First bake of the year: Semolina bread and Sesame tartine bread
It was a cold weekend here in Timisoara, Romania, just good for baking:). In this case, the oven is a good friend who offers both baking and warming. I’ve decided to take my chance with two breads: a semolina bread, that I’ve tried two times before and I failed every one of them and a sesame tartine bread, that I’ve never made.
First about the semolina bread. I’ve read about it on Codruta’s blog (http://codrudepaine.ro/2011/11/paine-cu-faina-de-grau-durum/) , I’ve liked the looks of it and what she said about the taste. Unfortunatelly we don’t have durum flour in Timisoara and that kind of specific flour Codruta used is made and can be found in Italy. I've tried some other type of semolina flour but it was not good. It was a little adventure to get a batch of semolina rimacinata De Cecco, but finally I’ve got one. The result was as you can see below:
I retarded the dough in the fridge overnight for 11 hours, I baked it directly from the fridge but it seems to me like the dough was a bit under proofed. I would appreciate a piece of advice :). The taste is good, but I have a hunch that it could be better if the baker has all the knowledge and abilities to do it right :).
Secondly, about the sesame tartine bread: I’ve seen this bread also on Codruta’s blog that has been my first source of inspiration for almost one year. I don’t have Chad Robertson’s book (http://www.amazon.co.uk/Tartine-Bread-Chad-Robertson/dp/0811870413/ref=pd_sim_b_7), but it’s on my shopping list for the next months. I’ve tried the recipe in September from Codruta’s blog and the results were great:
But this week I found Pip’s Tartine sesame bread (http://www.thefreshloaf.com/node/30635/tartine%E2%80%99s-sesame-bread-tempered-high-extraction-miche ) and I started to think more about it.
Note: In the last two months I must admit that I’ve had two little “obsessions”, borrowed from txfarmer blog: 1. croissants, where I think I’m heading in the right direction and 2. baguettes, where I am a total disaster, despite the fact that I’ve had at least a dozen tries (seems to me like I am not able to master the final fermentation yet:( )...As a result, my bread baking had been limited to some Vermont breads and their variations , as there were easier to make and the results were great. Considering all mentioned above, tartine bread seemed to me like a good way of reentering the universal bread world :).
Finally, I’ve decided to make Tartine bread with black sesame and raisins inside and white sesame seeds on the crust. The result can be seen below:
Not so good looking, from my point of view, but extremely good taste:). My husband loves its taste also. But I feel the need to make a few notes:
- In addition to the basic recipe of tartine bread, I used oatmeal (10% of the overall flour), black sesame (6% of the overall flour) and raisin (5% of the overall flour). The addition of seeds and raisin made me belief that I should use more water. After the autolyse of sourdough, flour, water and oatmeal, I put the salt, more water and mixed the dough until medium gluten development . Then I put the sesame seeds and raisin. As a result the hydration of the dough was ~81%, some of the highest I’ve ever worked with. Frankly, I though the seeds would call for more water than they actually did. The dough was a bit difficult to handle.

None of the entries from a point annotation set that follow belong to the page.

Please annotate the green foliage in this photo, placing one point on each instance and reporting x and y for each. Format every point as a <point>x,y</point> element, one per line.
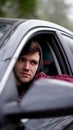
<point>50,10</point>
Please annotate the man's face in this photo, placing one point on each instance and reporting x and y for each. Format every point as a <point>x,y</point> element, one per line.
<point>26,67</point>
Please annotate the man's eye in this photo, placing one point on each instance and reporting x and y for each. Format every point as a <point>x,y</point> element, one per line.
<point>21,60</point>
<point>34,63</point>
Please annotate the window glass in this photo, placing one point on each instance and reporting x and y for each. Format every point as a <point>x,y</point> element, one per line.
<point>69,42</point>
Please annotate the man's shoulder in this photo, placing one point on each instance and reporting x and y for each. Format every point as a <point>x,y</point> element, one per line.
<point>63,77</point>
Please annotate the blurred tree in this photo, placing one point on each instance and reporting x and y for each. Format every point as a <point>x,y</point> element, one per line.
<point>51,10</point>
<point>18,8</point>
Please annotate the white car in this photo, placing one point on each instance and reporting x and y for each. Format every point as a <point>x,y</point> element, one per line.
<point>57,101</point>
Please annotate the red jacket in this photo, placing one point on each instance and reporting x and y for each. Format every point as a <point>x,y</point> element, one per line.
<point>64,77</point>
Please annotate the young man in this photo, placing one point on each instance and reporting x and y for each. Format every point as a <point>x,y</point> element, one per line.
<point>27,69</point>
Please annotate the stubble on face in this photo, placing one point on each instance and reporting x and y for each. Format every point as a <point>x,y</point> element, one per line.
<point>23,73</point>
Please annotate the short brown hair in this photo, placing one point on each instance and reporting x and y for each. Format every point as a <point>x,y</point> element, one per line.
<point>31,47</point>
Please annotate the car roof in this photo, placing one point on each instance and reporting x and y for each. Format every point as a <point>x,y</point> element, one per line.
<point>38,22</point>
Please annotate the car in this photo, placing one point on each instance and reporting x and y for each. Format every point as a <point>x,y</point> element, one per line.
<point>52,98</point>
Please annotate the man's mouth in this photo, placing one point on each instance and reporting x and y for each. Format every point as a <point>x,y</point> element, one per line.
<point>25,74</point>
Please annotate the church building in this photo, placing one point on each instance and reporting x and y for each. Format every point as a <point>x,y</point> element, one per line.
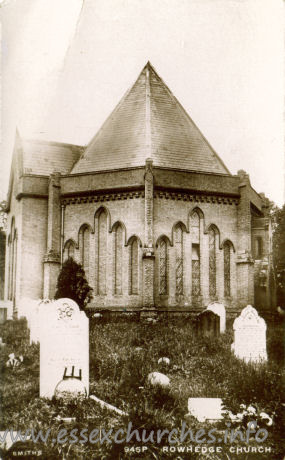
<point>148,208</point>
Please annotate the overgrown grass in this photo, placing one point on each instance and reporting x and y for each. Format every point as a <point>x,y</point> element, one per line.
<point>122,354</point>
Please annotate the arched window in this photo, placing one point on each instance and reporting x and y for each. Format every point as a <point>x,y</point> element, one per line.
<point>195,238</point>
<point>69,250</point>
<point>84,245</point>
<point>163,266</point>
<point>227,269</point>
<point>101,253</point>
<point>212,263</point>
<point>258,247</point>
<point>12,261</point>
<point>134,267</point>
<point>178,244</point>
<point>118,259</point>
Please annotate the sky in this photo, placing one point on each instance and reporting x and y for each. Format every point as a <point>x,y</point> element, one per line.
<point>67,63</point>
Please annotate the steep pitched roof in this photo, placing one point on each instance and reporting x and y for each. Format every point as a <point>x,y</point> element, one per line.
<point>149,122</point>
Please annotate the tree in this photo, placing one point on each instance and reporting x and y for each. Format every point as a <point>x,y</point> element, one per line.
<point>3,215</point>
<point>73,284</point>
<point>279,254</point>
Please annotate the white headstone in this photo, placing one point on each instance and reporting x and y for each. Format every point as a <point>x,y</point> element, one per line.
<point>220,310</point>
<point>64,346</point>
<point>250,336</point>
<point>158,379</point>
<point>205,408</point>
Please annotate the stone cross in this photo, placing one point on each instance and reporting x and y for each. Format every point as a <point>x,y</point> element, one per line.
<point>250,336</point>
<point>64,343</point>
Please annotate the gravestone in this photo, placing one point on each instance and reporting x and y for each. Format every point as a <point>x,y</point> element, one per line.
<point>220,310</point>
<point>205,409</point>
<point>64,346</point>
<point>250,336</point>
<point>207,324</point>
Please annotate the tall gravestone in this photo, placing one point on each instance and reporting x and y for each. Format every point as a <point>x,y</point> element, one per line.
<point>250,336</point>
<point>220,310</point>
<point>64,346</point>
<point>207,324</point>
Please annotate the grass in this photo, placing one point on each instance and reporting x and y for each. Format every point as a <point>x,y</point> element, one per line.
<point>122,354</point>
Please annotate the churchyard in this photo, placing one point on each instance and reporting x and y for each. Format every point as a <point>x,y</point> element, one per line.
<point>127,355</point>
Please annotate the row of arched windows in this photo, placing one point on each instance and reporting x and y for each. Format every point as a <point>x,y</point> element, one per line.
<point>118,232</point>
<point>101,231</point>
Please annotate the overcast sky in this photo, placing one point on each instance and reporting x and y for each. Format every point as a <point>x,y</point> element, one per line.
<point>66,64</point>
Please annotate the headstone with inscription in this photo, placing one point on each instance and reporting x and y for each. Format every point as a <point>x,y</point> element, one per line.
<point>220,310</point>
<point>207,324</point>
<point>64,347</point>
<point>250,336</point>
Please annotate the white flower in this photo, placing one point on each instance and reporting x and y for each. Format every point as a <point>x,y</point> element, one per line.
<point>97,315</point>
<point>251,410</point>
<point>270,421</point>
<point>233,417</point>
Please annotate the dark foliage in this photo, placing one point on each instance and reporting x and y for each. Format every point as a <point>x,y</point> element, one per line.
<point>73,284</point>
<point>279,254</point>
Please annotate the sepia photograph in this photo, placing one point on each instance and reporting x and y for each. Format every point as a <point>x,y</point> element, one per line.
<point>142,230</point>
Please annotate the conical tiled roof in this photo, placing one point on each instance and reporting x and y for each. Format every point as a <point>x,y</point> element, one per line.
<point>149,122</point>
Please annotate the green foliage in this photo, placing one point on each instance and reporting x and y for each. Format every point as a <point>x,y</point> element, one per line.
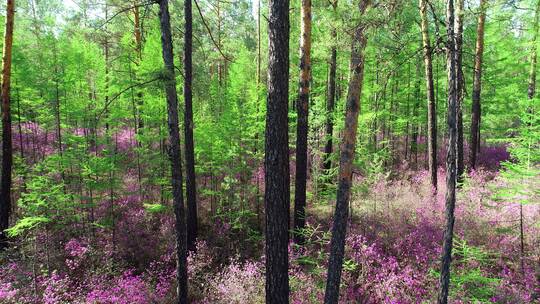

- Codruta’s recipe was for two breads of ~ 750 gr each. I’ve made one bread of ~ 1.000 gr. It was too much dough for me to handle correctly in shaping as I have small hands. Moreover, it was my first time to put sesame seeds in the crust. I’ve done it using the method Hamelman suggests in his book, with a wet towel, but I think I handled the dough too much. For a beginner in putting seeds on the crust, I would recommend to work with a smaller amount of dough and a smaller degree of the dough hydration than I did.
This is my first bake of this year :). Hope the next one would be more successful. I would very much appreciate any piece of advice you could offer.
Happy baking everyone! See you soon!
Happy baker Andra:).
Ps: Please excuse my English. It’s my first time writing in “bread English language”. Some of the word associations may sound odd for you, as I might translate them from Romanian :|.